Fig 4. IP Qualification Process
These might come at additional time and cost. Also, there can be the case of an IP view/model having been generated using a flow from one EDA vendor, where it may not seamlessly work with another. Issues like these have the potential to negatively impact the project if not identified early.
Fig 5. Relative Cost of fixing IP with design cycle
IP Integration is the last step in the chain though it pretty much runs throughout the program until the tapeout. This step is one of the areas which is constantly evolving. When new IPs/vendors are used in a design this process becomes more tedious. To tackle this task, various IP checklists and integration reviews should be deployed. These should be updated regularly to make sure all the aspects of Integration like Timing, DFT, Physical Design, Package are addressed for each IP. These checklists should carry a lot of know-how from the experience of the other design in terms of best practices and recommendations based on the silicon performance.
There are various requirements that each IP vendor provides on how to use the IP—should these requirements not be met, the successful IP integration may be hampered. Also, as part of the process IP vendors should do the final reviews and make sure that it satisfies all the requirements. One area that requires attention when managing multiple IP vendors is the understanding of ESD compliance for the entire chip. IP vendors will guarantee ESD targets only for their individual IPs and have tested ESD compliance for the IPs only in their own testchip environment. IP integration should incorporate specific ESD reviews and analysis for the various IPs integrated on a design to mitigate this risk during the Physical Design phase of the project. Overall with this process there should be significant savings for the companies in terms of last-minute ECOs and metal re-spins by catching some of the issues very early on in the process.

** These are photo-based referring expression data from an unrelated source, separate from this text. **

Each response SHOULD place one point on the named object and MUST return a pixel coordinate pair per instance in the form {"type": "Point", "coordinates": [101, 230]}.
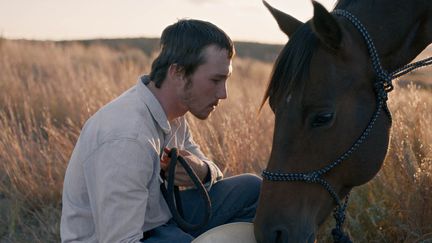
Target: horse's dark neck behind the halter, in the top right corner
{"type": "Point", "coordinates": [400, 29]}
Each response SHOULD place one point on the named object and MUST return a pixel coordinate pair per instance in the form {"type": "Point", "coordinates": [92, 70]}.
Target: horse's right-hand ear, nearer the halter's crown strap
{"type": "Point", "coordinates": [326, 27]}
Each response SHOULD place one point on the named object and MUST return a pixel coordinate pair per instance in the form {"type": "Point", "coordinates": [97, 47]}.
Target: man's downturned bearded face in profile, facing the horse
{"type": "Point", "coordinates": [207, 85]}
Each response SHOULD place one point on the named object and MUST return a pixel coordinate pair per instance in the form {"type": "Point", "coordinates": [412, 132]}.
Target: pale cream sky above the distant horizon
{"type": "Point", "coordinates": [242, 20]}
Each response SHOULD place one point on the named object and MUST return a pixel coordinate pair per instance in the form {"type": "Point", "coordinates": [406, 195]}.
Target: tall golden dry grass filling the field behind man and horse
{"type": "Point", "coordinates": [47, 91]}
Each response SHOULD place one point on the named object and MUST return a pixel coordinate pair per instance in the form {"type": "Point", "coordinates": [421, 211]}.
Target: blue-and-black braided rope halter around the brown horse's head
{"type": "Point", "coordinates": [382, 85]}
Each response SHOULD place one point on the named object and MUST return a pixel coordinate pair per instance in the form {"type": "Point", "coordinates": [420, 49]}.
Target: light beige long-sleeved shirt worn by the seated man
{"type": "Point", "coordinates": [111, 189]}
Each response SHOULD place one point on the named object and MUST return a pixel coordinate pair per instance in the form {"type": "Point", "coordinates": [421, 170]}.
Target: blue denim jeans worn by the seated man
{"type": "Point", "coordinates": [234, 199]}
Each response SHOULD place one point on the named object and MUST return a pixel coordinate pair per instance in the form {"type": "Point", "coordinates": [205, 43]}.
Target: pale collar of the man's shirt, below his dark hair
{"type": "Point", "coordinates": [153, 104]}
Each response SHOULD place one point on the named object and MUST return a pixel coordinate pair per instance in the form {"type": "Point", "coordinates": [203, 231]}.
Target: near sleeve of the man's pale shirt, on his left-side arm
{"type": "Point", "coordinates": [117, 178]}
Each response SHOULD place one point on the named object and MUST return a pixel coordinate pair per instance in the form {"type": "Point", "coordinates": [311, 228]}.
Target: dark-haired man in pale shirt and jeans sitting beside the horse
{"type": "Point", "coordinates": [112, 183]}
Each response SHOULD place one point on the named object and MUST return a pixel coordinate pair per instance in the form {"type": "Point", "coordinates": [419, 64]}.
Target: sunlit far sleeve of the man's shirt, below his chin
{"type": "Point", "coordinates": [214, 171]}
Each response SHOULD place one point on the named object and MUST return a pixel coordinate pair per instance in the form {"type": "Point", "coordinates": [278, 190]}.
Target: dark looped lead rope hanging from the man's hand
{"type": "Point", "coordinates": [172, 195]}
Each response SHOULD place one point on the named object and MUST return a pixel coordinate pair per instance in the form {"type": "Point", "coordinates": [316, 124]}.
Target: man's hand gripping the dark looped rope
{"type": "Point", "coordinates": [181, 177]}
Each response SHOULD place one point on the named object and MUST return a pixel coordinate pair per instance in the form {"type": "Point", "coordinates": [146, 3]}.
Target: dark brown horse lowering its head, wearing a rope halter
{"type": "Point", "coordinates": [328, 91]}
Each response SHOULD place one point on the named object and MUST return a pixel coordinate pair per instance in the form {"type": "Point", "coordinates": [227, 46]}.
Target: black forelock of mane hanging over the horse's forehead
{"type": "Point", "coordinates": [292, 64]}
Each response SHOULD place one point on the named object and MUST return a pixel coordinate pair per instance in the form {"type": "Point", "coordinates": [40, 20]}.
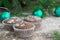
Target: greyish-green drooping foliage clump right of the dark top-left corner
{"type": "Point", "coordinates": [16, 7]}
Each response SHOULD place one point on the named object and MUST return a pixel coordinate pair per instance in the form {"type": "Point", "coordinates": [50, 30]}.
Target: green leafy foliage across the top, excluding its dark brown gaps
{"type": "Point", "coordinates": [15, 6]}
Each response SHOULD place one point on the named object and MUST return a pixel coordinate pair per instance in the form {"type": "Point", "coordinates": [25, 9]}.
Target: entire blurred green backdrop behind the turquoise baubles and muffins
{"type": "Point", "coordinates": [17, 7]}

Achieving a first-time-right SoC design depends greatly on IP Selection, Procurement, Qualification and Integration processes and methodologies. Ensuring that the IP as used in the SoC will ultimately meet all requirements is a highly complex task that requires a dedicated, expert team with an explicit focus and responsibility to this task. At Open-Silicon, we have a dedicated IP Application Engineering team which is responsible for taking care of the whole process described in this paper. Open-Silicon’s IP experts work continuously with customers and IP vendors to make sure all the requirements are met and IPs are successfully integrated in the design.